Menurutnya, alasan masalah tak usai karena intervensi pemerintah yang hanya di hilir seperti dengan pemusnahan bibit ayam yang merupakan Final Stock (FS) tanpa adanya pengendalian bibit ayam galur murni atau Grand Parent Stock yang diimpor.
Sebagai catatan, awal produksi ayam berasal itu dari GPS yang menelurkan keluar Parent Stock (PS) lalu dihasilkan FS yang dibesarkan menjadi ayam potong.
“Artinya masalah ini di GPS, kalau yang diurus hanya FS ya percuma,” ujarnya.
Sementara masalah yang dihadapi peternak layer tak jauh berbeda. Belakangan harga jagung pakan yang menyumbang besar biaya produksi telur melambung tinggi dan menekan para peternak layer.
Ketua Koperasi Peternak Unggas Sejahtera Lokal Kendal, Suwardi menuturkan, harga jagung pakan dari para petani lokal kian mahal bahkan telah menyentuh Rp 7.500 per kg jauh lebih tinggi dari acuan Rp 5.000 per kg.
“Mulai Mei 2023, sudah Rp 6.000 per kg dan sampai hari ini sudah Rp 6.500 per kg yang diterima peternak. Itu bagi peternak yang bisa beli. Di Poultry, harga jagung giling sudah Rp 7.000 per kg,” kata Suwardi di hadapan para anggota Komisi IV.

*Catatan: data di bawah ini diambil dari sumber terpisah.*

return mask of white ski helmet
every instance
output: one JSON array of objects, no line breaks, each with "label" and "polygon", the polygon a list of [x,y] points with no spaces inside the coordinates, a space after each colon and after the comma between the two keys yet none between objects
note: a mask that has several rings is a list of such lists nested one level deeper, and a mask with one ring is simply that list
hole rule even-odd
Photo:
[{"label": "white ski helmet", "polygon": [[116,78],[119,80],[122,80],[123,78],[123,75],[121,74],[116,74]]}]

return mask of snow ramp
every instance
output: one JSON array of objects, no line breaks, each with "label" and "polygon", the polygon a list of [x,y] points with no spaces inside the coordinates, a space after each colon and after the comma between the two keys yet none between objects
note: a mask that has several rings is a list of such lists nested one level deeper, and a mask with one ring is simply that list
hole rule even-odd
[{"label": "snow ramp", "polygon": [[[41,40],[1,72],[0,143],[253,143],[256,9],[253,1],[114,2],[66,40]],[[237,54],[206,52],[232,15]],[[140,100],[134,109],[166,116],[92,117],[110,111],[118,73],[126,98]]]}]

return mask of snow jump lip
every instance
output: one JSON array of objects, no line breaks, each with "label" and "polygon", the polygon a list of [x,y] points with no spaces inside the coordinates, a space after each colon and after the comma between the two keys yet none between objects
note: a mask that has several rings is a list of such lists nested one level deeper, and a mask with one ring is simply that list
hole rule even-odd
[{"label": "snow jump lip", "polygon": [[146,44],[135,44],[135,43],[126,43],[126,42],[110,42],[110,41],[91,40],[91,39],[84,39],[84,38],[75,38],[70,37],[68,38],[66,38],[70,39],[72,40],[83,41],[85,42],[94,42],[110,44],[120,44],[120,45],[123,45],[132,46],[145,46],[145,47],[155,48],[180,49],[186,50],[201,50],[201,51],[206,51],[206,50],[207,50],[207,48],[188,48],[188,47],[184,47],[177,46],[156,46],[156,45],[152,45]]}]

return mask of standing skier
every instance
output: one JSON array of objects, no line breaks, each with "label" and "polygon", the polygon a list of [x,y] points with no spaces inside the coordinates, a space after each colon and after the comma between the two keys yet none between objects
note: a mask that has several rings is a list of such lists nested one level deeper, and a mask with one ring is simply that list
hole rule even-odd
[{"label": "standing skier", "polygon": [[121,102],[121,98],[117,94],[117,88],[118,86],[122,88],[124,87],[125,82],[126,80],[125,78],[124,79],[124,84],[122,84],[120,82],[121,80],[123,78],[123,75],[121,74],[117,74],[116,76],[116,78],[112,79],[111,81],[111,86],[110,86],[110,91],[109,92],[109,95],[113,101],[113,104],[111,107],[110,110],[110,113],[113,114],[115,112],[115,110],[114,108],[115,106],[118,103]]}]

Adapun sesuai acuan pemerintah dalam Perbadan 5 Tahun 2022, batas bawah harga telur di tingkat konsumen Rp 22 ribu per kg dan batas atas Rp 24 ribu per kg.
Sementara harga yang diterima saat ini hanya Rp 20.500 terutama di Blitar. yang jadi sentra nasional. “Jadi peternak sudah tanggung rugi. Hari ini harusnya, harga pokok produksi Rp 24.700 per kg, itu baru peternak bisa hidup dengan kondisi harga jagung saat ini,” ujar Suwardi.